63.  It is true that at times mistakes were made and procedures were not properly followed. In particular, the school failed to set a time-limit for the initial period of exclusion; the school failed to notify the applicant and his parents of their right of appeal to the Governors; the Governors failed to hold a hearing; and the period of exclusion was extended beyond the 45-day maximum. However, due consideration must be given to the extremely difficult position in which the school found itself on account of the continuing police investigation. After the expiry of the 45-day period, the legislation required iteither to re-integrate the applicant or exclude him permanently. In practice, it could do neither. The applicant could not be re-integrated while the criminal investigation was ongoing, but it would have been equally inappropriate for the school to have excluded him permanently when it had not been established that he had committed any offence.

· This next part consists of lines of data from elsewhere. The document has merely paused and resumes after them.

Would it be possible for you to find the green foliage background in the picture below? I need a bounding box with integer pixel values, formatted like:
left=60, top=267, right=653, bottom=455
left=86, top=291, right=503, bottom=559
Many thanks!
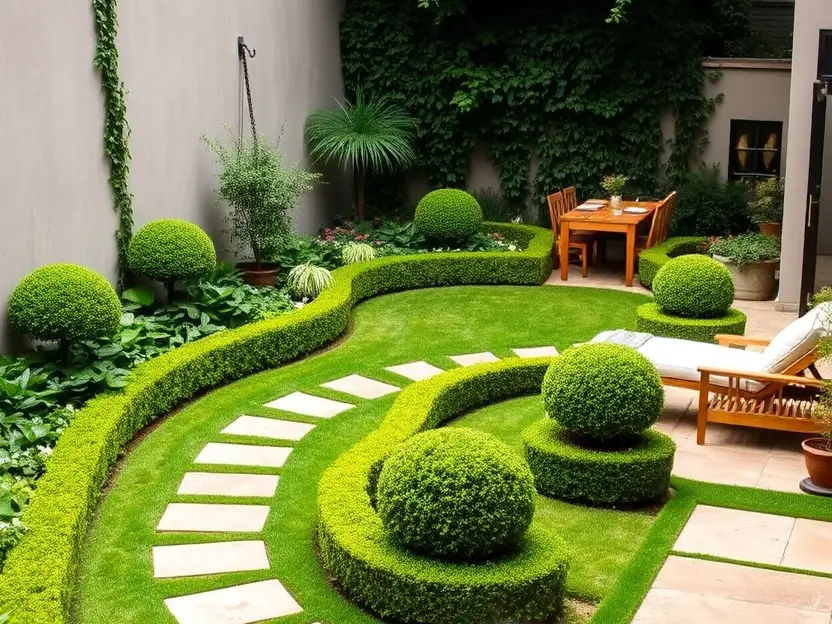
left=341, top=0, right=752, bottom=217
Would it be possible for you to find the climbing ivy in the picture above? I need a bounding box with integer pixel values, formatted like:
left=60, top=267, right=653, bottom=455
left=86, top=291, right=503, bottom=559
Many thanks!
left=341, top=0, right=750, bottom=219
left=92, top=0, right=133, bottom=289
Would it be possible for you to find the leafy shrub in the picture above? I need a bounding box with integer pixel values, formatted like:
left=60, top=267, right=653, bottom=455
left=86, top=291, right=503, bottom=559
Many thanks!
left=523, top=419, right=676, bottom=506
left=653, top=254, right=734, bottom=318
left=127, top=219, right=217, bottom=291
left=671, top=165, right=751, bottom=236
left=9, top=264, right=121, bottom=343
left=636, top=303, right=747, bottom=342
left=542, top=343, right=664, bottom=442
left=413, top=189, right=482, bottom=241
left=377, top=429, right=535, bottom=560
left=286, top=262, right=333, bottom=299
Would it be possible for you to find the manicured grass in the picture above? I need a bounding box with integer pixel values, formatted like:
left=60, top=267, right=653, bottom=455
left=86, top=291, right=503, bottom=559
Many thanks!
left=73, top=287, right=649, bottom=624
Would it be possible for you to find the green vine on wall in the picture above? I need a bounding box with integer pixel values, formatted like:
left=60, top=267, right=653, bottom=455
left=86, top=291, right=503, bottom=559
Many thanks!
left=92, top=0, right=133, bottom=290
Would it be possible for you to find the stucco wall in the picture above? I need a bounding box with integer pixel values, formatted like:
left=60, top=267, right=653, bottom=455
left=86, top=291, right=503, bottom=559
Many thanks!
left=0, top=0, right=349, bottom=349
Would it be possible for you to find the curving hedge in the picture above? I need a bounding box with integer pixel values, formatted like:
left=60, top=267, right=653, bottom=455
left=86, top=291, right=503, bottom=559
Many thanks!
left=0, top=224, right=552, bottom=624
left=638, top=236, right=708, bottom=290
left=523, top=419, right=676, bottom=506
left=636, top=303, right=747, bottom=342
left=318, top=358, right=567, bottom=624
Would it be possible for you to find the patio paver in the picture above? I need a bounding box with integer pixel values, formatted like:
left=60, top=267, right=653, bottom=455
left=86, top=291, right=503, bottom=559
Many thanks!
left=165, top=579, right=303, bottom=624
left=153, top=541, right=269, bottom=578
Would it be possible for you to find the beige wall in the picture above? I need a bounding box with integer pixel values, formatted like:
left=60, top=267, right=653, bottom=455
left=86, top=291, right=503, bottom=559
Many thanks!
left=0, top=0, right=349, bottom=347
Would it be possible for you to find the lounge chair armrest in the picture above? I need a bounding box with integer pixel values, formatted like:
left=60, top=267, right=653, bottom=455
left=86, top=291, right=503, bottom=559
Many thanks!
left=714, top=334, right=771, bottom=347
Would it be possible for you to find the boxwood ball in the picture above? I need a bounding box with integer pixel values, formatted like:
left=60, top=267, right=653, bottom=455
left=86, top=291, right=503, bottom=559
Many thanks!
left=542, top=343, right=664, bottom=442
left=377, top=428, right=535, bottom=560
left=413, top=189, right=482, bottom=241
left=653, top=254, right=734, bottom=318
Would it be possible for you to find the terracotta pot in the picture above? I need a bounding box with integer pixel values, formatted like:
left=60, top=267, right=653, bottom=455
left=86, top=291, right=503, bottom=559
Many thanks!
left=757, top=223, right=783, bottom=236
left=237, top=262, right=280, bottom=287
left=803, top=438, right=832, bottom=488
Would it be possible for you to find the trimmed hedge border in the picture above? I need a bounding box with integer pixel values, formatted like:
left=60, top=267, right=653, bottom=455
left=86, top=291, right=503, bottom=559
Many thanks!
left=523, top=418, right=676, bottom=507
left=638, top=236, right=708, bottom=290
left=636, top=303, right=747, bottom=342
left=0, top=224, right=552, bottom=624
left=318, top=358, right=568, bottom=624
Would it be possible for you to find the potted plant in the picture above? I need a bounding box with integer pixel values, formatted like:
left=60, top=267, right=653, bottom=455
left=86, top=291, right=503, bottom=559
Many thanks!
left=203, top=129, right=320, bottom=286
left=708, top=232, right=780, bottom=301
left=748, top=178, right=786, bottom=236
left=601, top=174, right=629, bottom=213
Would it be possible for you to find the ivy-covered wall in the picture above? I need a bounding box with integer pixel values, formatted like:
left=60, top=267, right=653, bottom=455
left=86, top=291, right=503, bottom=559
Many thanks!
left=341, top=0, right=751, bottom=212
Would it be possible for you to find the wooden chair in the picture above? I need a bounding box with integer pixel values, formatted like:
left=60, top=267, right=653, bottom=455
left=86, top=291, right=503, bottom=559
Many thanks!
left=546, top=191, right=595, bottom=277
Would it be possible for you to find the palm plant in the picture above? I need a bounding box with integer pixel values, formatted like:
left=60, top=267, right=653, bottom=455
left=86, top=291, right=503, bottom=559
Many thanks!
left=306, top=89, right=416, bottom=221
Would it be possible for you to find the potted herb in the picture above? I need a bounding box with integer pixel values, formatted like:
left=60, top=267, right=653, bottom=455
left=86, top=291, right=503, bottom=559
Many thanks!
left=708, top=233, right=780, bottom=301
left=203, top=135, right=320, bottom=286
left=601, top=174, right=630, bottom=213
left=748, top=178, right=786, bottom=236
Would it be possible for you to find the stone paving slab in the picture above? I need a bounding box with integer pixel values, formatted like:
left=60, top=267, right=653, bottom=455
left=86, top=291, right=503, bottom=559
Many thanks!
left=177, top=472, right=280, bottom=498
left=449, top=351, right=500, bottom=366
left=266, top=392, right=355, bottom=418
left=165, top=579, right=303, bottom=624
left=153, top=541, right=269, bottom=578
left=385, top=360, right=445, bottom=381
left=156, top=503, right=269, bottom=533
left=222, top=416, right=315, bottom=442
left=321, top=375, right=401, bottom=399
left=194, top=442, right=292, bottom=468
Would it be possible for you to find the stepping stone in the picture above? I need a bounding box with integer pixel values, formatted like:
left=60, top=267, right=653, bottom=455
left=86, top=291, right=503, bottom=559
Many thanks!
left=321, top=375, right=400, bottom=399
left=153, top=541, right=269, bottom=578
left=449, top=351, right=500, bottom=366
left=177, top=472, right=280, bottom=497
left=385, top=361, right=445, bottom=381
left=222, top=416, right=315, bottom=442
left=156, top=503, right=269, bottom=533
left=165, top=579, right=303, bottom=624
left=194, top=442, right=292, bottom=468
left=512, top=347, right=558, bottom=358
left=266, top=392, right=355, bottom=418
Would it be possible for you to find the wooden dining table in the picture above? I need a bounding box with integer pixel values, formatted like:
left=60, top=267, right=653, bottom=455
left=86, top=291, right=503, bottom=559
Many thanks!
left=559, top=199, right=661, bottom=286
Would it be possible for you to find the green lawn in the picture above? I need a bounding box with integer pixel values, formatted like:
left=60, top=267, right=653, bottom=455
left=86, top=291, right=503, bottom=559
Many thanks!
left=73, top=287, right=651, bottom=624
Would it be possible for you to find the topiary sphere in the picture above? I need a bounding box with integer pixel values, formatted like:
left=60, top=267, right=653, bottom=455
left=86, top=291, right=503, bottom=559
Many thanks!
left=127, top=219, right=217, bottom=282
left=413, top=189, right=482, bottom=241
left=376, top=429, right=535, bottom=560
left=543, top=343, right=664, bottom=442
left=9, top=264, right=121, bottom=342
left=653, top=254, right=734, bottom=318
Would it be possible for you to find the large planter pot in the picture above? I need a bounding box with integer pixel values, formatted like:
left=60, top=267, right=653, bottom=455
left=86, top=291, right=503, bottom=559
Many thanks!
left=237, top=262, right=280, bottom=287
left=803, top=438, right=832, bottom=489
left=714, top=255, right=780, bottom=301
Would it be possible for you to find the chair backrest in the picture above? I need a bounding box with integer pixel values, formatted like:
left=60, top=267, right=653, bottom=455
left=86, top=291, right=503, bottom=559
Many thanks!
left=647, top=191, right=676, bottom=249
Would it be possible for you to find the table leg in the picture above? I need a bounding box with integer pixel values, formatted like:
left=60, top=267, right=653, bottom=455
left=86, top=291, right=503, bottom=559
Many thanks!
left=624, top=225, right=636, bottom=286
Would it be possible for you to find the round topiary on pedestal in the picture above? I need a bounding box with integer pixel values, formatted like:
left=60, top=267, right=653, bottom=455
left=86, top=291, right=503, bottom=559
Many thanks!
left=413, top=189, right=482, bottom=242
left=376, top=429, right=535, bottom=561
left=9, top=264, right=121, bottom=346
left=653, top=254, right=734, bottom=319
left=542, top=343, right=664, bottom=442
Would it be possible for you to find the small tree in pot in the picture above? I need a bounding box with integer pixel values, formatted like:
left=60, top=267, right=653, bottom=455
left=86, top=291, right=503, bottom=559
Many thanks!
left=203, top=129, right=320, bottom=286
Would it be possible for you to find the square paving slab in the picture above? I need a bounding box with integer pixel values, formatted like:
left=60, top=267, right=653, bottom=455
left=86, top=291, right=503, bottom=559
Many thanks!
left=385, top=361, right=445, bottom=381
left=222, top=416, right=315, bottom=442
left=153, top=541, right=269, bottom=578
left=321, top=375, right=400, bottom=399
left=177, top=472, right=280, bottom=497
left=156, top=503, right=269, bottom=533
left=194, top=442, right=292, bottom=468
left=165, top=580, right=303, bottom=624
left=449, top=351, right=500, bottom=366
left=266, top=392, right=355, bottom=418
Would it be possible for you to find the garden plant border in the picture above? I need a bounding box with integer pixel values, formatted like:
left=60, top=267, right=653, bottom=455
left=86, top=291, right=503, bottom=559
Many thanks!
left=0, top=223, right=553, bottom=624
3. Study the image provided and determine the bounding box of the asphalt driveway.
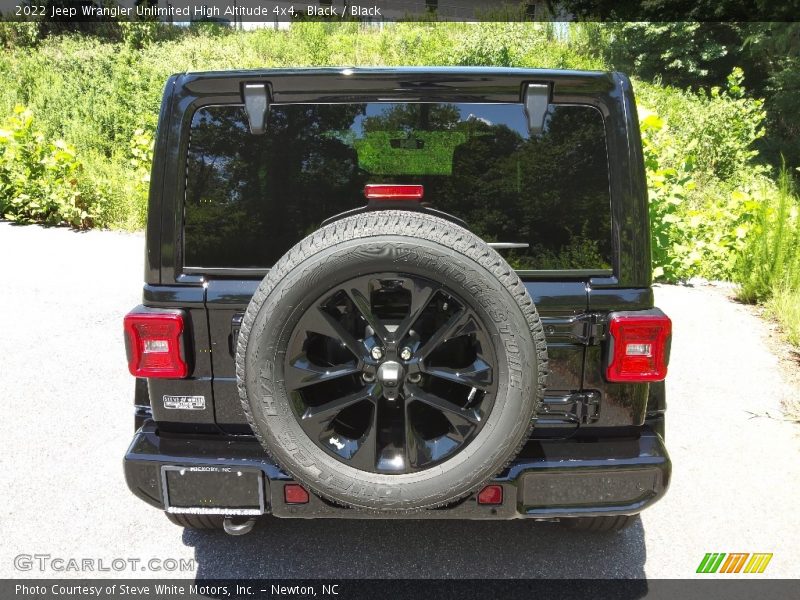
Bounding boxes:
[0,222,800,578]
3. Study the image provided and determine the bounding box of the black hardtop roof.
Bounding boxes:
[173,67,624,103]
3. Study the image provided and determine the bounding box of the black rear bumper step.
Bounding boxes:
[124,421,672,519]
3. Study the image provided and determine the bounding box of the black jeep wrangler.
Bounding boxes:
[124,68,671,533]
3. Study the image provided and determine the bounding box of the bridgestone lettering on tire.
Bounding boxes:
[236,211,547,512]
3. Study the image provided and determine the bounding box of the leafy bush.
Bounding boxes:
[735,169,800,302]
[640,70,769,281]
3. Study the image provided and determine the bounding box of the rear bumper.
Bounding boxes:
[124,421,671,519]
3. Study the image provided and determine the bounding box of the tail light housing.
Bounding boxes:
[606,311,672,382]
[125,311,189,379]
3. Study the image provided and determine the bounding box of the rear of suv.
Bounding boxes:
[124,68,671,533]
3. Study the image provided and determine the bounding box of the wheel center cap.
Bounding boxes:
[378,360,404,400]
[378,360,403,387]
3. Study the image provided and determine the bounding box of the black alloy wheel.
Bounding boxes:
[284,273,497,473]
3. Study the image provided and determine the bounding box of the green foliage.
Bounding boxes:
[596,19,800,177]
[0,22,605,228]
[0,106,93,227]
[639,69,768,281]
[766,286,800,348]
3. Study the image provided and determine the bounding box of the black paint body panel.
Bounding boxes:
[125,68,670,518]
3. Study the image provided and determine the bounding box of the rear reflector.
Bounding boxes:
[125,313,189,379]
[364,183,424,200]
[478,485,503,504]
[283,483,308,504]
[606,314,672,382]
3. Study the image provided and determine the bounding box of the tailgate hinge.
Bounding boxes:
[542,313,608,346]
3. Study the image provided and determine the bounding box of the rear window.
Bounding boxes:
[184,102,611,270]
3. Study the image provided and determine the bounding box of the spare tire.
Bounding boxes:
[236,210,547,512]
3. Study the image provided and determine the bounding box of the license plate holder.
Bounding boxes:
[161,465,265,515]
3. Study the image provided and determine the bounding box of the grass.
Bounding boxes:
[766,287,800,349]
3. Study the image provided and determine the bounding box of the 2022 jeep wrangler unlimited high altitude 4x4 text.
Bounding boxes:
[124,68,671,533]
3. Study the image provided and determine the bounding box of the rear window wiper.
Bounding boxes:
[486,242,531,250]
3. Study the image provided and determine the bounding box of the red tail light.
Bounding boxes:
[606,314,672,382]
[364,183,424,200]
[125,312,189,379]
[478,485,503,505]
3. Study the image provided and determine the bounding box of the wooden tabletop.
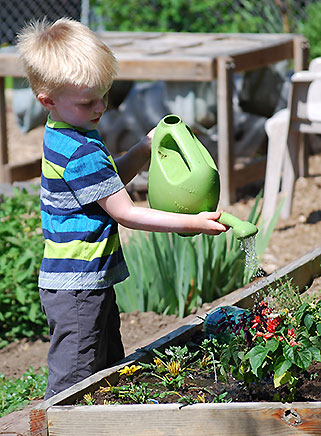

64.   Accordingly, the Court finds that there has been no violation of Article 2 of Protocol No. 1 to the Convention.


65.  The applicant also complained that, as the majority of the House of Lords found, he had been unlawfully excluded from school in circumstances which wholly denied the protection afforded to him by domestic law. He had therefore been denied an adequate remedy for a breach of his rights under Article 2 of Protocol No.1. Consequently, he complained that there had been a violation of Article 13 of the Convention, which provides as follows:

“Everyone whose rights and freedoms as set forth in [the] Convention are violated shall have an effective remedy before a national authority notwithstanding that the violation has been committed by persons acting in an official capacity.”

66.  The Court has examined this complaint but finds, in the light of all the material in its possession and in so far as the matters complained of are within its competence, that it does not disclose any appearance of a violation of the rights and freedoms set out in the Convention or its Protocols.

67.  It follows that this part of the application is manifestly ill-founded and must be rejected in accordance with Article 35 §§ 3 and 4 of the Convention.


1.  Declares the complaint under Article 2 of Protocol No. 1 in respect of the period beginning on 6 June 2001 and ending on 20 January 2001admissible and the remainder of the application inadmissible;


2.  Holds that there has been no violation of Article 2 of Protocol No. 1 to the Convention in respect of the above period.



Done in English, and notified in writing on 11 January 2011, pursuant to Rule 77 §§ 2 and 3 of the Rules of Court.